California law permits several categories of individuals to administer insulin in the school setting, including parental designees. Talmadge said she considered it a burden to families for parents or someone they have designated to go to a school to give their child an injection. Parents, babysitters and other laypeople have learned how to administer insulin.
Only a small number of students require assistance with administration, Cones said. She reported not having seen any evidence that the state’s school systems lack enough licensed personnel to administer the medication to those children. However, she acknowledges that budget constraints have led some districts to cut nursing positions.
Talmadge agreed that having a nurse take care of the child while at school would be ideal, but called that a luxury not available to all children.
“Nurses are an important profession and play a critical role in the health of children, but with diabetes, the practical reality is children need more care than most school systems will pay for in terms of nursing care,” Talmadge said. “In no way does this have anything to do with nurses. Our focus is the safety of children.”
The issue of insulin administration at school has become more pronounced, as children require multiple injections throughout the day. Research has shown that twice daily insulin does not provide optimal glucose control.

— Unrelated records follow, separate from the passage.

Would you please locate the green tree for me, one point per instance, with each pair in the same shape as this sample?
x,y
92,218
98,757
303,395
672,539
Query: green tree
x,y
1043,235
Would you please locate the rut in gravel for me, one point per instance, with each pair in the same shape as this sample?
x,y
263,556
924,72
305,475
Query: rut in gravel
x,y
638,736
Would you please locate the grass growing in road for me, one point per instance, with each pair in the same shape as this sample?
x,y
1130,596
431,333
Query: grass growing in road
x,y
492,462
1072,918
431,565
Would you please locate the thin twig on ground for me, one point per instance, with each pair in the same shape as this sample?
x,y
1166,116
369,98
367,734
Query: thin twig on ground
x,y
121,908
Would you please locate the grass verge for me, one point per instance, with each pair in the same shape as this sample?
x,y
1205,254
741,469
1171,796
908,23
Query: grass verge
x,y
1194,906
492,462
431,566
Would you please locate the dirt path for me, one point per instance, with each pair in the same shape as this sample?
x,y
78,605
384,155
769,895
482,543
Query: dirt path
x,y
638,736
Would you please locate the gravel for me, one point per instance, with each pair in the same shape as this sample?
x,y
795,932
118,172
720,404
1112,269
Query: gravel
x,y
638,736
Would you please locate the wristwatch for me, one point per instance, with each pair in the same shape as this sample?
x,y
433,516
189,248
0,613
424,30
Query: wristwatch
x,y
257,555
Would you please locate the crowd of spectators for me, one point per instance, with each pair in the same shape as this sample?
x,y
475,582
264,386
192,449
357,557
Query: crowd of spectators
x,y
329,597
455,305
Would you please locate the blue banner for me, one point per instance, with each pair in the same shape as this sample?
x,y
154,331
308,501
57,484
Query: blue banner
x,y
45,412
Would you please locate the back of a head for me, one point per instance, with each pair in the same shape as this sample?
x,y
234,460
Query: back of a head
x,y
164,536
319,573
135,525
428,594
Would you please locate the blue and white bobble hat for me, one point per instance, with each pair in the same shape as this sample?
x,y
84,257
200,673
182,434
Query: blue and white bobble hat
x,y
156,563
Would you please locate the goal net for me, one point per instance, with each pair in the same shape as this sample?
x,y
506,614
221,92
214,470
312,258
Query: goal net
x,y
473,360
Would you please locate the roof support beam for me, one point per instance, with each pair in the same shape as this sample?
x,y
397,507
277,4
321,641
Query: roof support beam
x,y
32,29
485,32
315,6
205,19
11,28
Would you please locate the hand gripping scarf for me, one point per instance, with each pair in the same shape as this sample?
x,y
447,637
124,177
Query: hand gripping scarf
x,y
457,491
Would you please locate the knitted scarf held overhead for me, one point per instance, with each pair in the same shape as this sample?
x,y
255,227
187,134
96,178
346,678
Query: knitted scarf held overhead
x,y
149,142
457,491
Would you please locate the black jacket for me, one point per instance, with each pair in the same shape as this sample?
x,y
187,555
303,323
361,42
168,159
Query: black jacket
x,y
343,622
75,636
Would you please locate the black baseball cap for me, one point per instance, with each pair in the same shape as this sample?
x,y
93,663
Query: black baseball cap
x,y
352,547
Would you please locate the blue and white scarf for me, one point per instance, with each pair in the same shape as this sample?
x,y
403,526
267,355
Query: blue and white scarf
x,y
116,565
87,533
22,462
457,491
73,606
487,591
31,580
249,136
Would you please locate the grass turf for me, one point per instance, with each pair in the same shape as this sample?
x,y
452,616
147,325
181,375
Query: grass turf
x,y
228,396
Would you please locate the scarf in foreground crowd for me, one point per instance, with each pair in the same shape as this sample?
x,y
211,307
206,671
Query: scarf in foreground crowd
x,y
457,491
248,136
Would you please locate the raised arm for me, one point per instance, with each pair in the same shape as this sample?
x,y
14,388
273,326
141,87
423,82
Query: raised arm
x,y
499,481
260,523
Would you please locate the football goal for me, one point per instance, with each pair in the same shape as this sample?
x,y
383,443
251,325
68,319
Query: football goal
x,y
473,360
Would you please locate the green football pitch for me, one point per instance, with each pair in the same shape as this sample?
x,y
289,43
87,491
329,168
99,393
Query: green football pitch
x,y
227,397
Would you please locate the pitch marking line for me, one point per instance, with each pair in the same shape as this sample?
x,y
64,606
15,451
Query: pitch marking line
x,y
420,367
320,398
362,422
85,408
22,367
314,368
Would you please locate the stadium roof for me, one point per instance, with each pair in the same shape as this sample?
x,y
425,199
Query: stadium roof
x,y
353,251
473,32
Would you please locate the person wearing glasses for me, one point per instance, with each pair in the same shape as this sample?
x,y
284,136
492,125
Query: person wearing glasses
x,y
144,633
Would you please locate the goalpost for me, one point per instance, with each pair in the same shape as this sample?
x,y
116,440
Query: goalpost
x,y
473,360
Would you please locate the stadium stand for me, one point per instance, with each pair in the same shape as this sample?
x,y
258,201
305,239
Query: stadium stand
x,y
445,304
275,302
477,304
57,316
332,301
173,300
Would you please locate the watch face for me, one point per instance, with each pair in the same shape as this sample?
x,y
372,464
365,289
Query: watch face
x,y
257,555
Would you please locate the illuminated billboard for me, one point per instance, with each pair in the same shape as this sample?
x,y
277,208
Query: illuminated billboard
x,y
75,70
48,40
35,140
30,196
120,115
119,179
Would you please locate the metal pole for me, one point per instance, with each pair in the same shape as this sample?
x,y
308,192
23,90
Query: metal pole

The ANA does not dispute that children need insulin at school. The organization said in a fact sheet that it wants every child to have the quality care they need to attend school and does “not believe cost or convenience is a reason to lower a standard of care, particularly regarding the care of vulnerable patients like the young or disabled.” Additionally, it said that the prior court rulings upholding the nursing function of medication administration do not prevent students with diabetes in California’s public schools from receiving the health services to which they are entitled.
Several other states--the ADA reports about half--allow nurses to delegate the task to lay personnel trained in how to administer the drug in schools to administer insulin, but the training may vary. Talmadge said the ADA is pursuing such authority for unlicensed personnel in other states, some legislatively.
The ANA cited a University of Iowa survey of school nurses that found medication errors are three times more likely when a drug is administered by unlicensed assistive personnel at school.
The California Supreme Court is expected to rule before August 29, 2013. If the California Department of Education’s position is allowed to take effect, unlicensed people will be able to give what classically has been considered a high-risk or high-alert medication to children unable to manage their own condition. It also would be the first time that any state health care licensing law has been preempted by federal disability law.
“If the court overturns the decision, the school secretary will become the school nurse,” Cones said.